今年も蚕を育てました。子どもたちの生活の中に生き物がいるって幸せです。

冷蔵庫の野菜室で冬を越させた蚕のたまご、今年も桑の葉が芽吹いたのを確認してから冷蔵庫から出しました。毎年孵化するか心配なのですが、今年も10日程で小さな黒い姿で産まれてくれました。感動です。蚕は3回くらい脱皮をすると、かなり大きくなり、餌もよく食べ、子どもたちにも安心してお世話をお願いできます。これからますますITの時代になり、子どもたちは実際の体験をしないで、映像で見るだけの知識が増えていくと思います。せめて保育園で、生き物や植物を触ったり、匂いを嗅いだり、五感で感じる体験を増やしていこうと思っています。園長

2回目の脱皮が終わり蚕らしい姿です。
3回目の脱皮が終わり、扱いやすくなりました。子どもたちにそろそろ見るだけでなく、触らせてあげられます。下の写真は脱皮の瞬間です。脱皮のスピードには個体差があり、なかなかうまく脱皮できずに苦しそうな個体もあります。脱皮中に触ると脱皮できず死んでしまうことがあるので、脱皮前の眠に入り動かない蚕には、【触らない】ことも子どもたちに教えました。脱皮を応援する子もいて、脱皮がうまくいって元気に動き出す蚕に拍手を送ってくれました。
上の写真は、朝の掃除です。蚕と糞と桑の葉の食べ残しを分けてくれます。糞は、園庭の果樹の根元にまいて肥料にします。

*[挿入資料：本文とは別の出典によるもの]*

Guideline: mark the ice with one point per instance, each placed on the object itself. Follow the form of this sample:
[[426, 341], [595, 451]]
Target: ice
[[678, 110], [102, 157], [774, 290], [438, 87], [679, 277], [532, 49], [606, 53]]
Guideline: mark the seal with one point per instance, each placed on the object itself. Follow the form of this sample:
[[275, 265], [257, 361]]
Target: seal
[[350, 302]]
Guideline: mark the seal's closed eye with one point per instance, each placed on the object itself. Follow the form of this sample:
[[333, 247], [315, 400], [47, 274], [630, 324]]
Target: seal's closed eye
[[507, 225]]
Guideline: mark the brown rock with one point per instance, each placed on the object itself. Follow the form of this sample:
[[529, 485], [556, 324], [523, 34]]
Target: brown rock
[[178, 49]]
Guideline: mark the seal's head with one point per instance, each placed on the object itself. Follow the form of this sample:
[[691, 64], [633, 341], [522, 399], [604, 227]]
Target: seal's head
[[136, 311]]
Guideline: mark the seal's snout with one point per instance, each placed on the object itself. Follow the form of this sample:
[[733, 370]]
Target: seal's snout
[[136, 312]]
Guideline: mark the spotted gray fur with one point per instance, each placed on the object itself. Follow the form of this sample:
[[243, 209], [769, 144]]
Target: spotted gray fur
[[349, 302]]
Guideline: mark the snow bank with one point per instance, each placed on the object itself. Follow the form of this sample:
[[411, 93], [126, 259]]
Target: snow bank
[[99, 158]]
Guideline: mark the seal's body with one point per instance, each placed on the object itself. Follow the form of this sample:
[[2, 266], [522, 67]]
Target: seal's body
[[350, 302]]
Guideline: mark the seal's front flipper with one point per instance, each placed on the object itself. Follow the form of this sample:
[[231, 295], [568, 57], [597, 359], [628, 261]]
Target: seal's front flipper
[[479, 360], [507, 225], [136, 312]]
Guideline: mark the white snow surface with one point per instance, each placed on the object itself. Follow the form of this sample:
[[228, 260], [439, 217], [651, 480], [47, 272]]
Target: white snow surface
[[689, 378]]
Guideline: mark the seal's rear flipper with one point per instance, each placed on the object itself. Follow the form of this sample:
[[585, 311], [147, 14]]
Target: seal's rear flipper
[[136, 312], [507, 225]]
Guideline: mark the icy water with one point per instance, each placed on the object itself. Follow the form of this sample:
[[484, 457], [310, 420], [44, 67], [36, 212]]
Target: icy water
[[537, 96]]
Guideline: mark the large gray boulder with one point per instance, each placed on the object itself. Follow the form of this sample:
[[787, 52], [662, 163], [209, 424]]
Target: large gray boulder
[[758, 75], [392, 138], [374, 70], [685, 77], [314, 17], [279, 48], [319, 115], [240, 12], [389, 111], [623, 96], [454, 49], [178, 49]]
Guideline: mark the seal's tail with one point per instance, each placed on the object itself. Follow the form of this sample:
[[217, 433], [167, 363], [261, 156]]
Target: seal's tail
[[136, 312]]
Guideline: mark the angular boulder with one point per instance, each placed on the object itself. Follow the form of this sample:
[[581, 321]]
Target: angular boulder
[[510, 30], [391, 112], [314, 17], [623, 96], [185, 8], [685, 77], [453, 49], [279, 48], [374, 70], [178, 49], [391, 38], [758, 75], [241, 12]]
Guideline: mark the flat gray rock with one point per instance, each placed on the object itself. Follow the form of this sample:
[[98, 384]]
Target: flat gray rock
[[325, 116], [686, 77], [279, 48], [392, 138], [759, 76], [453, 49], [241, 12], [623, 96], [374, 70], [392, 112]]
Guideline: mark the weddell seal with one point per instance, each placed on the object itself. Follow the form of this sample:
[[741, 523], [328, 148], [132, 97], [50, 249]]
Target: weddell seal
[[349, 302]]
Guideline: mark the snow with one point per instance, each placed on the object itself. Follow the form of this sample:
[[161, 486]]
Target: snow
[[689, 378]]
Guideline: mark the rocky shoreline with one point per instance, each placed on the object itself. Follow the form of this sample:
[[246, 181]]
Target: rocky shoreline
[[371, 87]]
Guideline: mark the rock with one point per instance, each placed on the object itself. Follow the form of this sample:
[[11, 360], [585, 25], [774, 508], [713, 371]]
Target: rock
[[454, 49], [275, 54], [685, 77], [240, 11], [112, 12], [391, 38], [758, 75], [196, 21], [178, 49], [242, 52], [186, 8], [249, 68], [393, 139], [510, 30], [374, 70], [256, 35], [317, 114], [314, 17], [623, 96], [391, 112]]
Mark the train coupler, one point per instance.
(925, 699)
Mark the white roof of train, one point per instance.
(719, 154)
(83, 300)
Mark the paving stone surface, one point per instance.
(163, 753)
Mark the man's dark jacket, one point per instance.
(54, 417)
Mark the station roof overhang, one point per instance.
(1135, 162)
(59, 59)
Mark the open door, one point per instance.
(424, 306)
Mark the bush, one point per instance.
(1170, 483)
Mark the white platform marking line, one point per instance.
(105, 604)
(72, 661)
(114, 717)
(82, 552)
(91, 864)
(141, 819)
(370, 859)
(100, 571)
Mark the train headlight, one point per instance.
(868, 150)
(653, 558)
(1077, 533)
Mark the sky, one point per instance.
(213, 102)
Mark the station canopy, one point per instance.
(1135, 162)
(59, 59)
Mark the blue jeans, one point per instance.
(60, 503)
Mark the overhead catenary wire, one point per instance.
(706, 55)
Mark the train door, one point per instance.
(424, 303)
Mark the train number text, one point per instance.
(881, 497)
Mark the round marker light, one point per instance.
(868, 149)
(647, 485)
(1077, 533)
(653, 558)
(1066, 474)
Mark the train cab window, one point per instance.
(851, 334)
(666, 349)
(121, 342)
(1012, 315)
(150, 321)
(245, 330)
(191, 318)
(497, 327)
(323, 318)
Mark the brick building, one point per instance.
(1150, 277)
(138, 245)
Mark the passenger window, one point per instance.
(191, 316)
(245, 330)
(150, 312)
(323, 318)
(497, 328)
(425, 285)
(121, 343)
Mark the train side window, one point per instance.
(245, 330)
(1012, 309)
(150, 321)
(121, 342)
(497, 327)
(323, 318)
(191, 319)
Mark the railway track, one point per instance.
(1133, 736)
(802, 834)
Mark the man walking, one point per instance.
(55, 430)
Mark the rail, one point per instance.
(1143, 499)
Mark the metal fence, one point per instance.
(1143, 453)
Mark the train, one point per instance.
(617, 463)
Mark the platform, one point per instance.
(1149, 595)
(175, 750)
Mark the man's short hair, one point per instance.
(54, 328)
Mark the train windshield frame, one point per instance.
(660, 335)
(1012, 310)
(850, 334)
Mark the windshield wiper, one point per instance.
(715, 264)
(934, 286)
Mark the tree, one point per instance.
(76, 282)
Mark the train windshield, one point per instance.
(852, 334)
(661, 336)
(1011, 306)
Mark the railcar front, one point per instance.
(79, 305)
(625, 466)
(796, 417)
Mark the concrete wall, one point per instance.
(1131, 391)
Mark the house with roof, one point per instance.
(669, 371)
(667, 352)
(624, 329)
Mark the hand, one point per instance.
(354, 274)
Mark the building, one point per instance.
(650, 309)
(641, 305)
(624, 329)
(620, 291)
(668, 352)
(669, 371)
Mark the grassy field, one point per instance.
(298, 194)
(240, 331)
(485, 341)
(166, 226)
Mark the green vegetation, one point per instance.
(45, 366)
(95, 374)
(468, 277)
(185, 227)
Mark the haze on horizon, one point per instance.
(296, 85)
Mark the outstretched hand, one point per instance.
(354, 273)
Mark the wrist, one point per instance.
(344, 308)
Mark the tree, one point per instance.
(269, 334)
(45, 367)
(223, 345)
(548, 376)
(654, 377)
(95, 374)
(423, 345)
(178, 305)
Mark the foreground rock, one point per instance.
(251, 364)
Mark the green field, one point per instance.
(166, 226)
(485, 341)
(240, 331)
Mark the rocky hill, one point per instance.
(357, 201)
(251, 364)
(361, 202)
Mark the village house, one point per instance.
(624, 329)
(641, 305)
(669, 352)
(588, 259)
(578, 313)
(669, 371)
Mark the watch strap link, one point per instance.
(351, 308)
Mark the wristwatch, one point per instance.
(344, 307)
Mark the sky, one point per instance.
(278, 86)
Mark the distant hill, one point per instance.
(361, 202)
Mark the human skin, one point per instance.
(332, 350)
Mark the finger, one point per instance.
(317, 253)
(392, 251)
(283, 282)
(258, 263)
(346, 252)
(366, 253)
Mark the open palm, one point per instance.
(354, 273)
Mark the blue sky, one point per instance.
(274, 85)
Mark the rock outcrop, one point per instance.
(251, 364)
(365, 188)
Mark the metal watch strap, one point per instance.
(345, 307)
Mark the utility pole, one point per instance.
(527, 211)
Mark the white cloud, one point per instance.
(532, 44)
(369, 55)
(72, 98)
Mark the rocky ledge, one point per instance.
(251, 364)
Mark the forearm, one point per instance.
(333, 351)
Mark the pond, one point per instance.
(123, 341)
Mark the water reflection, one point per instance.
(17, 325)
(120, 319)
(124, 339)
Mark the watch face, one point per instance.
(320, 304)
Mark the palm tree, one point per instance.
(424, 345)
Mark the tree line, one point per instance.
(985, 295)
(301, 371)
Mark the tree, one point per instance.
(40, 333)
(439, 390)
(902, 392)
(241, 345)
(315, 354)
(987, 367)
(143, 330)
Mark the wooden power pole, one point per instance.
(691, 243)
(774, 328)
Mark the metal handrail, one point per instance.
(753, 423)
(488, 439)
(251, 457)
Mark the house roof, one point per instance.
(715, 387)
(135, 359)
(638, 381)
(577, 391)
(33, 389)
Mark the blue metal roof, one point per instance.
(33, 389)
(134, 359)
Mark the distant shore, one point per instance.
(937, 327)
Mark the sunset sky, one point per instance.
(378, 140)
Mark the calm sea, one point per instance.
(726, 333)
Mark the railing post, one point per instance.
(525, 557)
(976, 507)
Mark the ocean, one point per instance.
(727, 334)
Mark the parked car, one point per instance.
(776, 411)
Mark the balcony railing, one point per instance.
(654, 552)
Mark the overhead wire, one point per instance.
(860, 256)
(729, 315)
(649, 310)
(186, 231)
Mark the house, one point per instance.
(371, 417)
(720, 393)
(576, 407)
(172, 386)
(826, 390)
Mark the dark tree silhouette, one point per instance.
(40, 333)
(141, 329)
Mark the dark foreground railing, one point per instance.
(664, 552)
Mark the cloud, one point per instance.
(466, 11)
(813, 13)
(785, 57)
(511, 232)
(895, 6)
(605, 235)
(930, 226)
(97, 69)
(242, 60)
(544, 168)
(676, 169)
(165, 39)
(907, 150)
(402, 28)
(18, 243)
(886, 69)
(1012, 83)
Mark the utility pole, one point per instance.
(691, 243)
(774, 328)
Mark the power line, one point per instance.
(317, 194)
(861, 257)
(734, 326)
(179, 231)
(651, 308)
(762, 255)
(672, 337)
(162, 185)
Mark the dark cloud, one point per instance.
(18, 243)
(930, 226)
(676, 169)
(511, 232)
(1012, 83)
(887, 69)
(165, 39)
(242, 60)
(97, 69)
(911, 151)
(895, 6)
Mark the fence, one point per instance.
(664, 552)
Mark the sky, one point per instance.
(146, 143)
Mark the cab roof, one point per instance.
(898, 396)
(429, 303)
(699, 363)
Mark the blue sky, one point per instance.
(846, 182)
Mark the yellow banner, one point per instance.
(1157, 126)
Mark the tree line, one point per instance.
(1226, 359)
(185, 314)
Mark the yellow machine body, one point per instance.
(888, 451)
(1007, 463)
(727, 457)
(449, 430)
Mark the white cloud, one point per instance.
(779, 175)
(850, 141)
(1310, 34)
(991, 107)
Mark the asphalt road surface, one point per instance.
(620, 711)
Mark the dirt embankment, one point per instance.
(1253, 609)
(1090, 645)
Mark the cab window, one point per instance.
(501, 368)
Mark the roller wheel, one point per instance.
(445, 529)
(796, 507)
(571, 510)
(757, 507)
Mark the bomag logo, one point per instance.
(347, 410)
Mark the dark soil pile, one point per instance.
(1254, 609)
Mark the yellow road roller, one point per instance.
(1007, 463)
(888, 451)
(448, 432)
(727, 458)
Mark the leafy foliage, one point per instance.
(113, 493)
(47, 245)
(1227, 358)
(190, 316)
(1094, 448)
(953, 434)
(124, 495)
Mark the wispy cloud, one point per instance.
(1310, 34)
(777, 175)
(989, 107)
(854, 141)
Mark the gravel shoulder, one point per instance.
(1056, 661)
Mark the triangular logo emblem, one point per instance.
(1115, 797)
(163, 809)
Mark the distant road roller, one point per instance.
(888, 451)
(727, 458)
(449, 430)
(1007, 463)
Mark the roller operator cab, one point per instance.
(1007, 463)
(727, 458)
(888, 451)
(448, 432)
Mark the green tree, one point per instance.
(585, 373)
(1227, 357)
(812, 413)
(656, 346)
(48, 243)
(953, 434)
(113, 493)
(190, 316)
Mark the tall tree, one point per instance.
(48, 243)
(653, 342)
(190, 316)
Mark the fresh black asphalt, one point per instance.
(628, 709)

上の写真は4歳児さんです。3歳、2歳のお部屋にも蚕が出張しました。
いよいよ蚕が繭になりはじめました。蚕の一生について話をしてもなかなか伝わらないことが、本物を見ることで伝わります。子どもたちは繭になって蚕が見えなくなるのが寂しいそうです。子どもたちの科学的な質問①蚕は1日どのくらいの桑の葉を食べるの?②蚕の足はどれかな?手はどれかな?③繭の糸はどのくらい長いのかな?などなどいろいろな興味を持ってみているようです。
最後のお手伝いは、まぶしと呼ばれる繭のマンションから、繭をはがすことです。子どもたちの指先に絹糸のしっかり張った感触が伝わったと思います。これからしっかりしたいい繭を複数選別して、カイコガを誕生させ、交尾、産卵と命をつなげていきます。残りの繭はいったん冷凍し、絹糸をとったり、繭に切り口を入れ蛹を取り出し飾りに使ったりします。蛹は解凍して少しづつ烏骨鶏にあげています。蚕は食べられる虫の中で大人気ですので、カメも大好物です。すり潰して釣り餌に混ぜたりしてもいいそうです。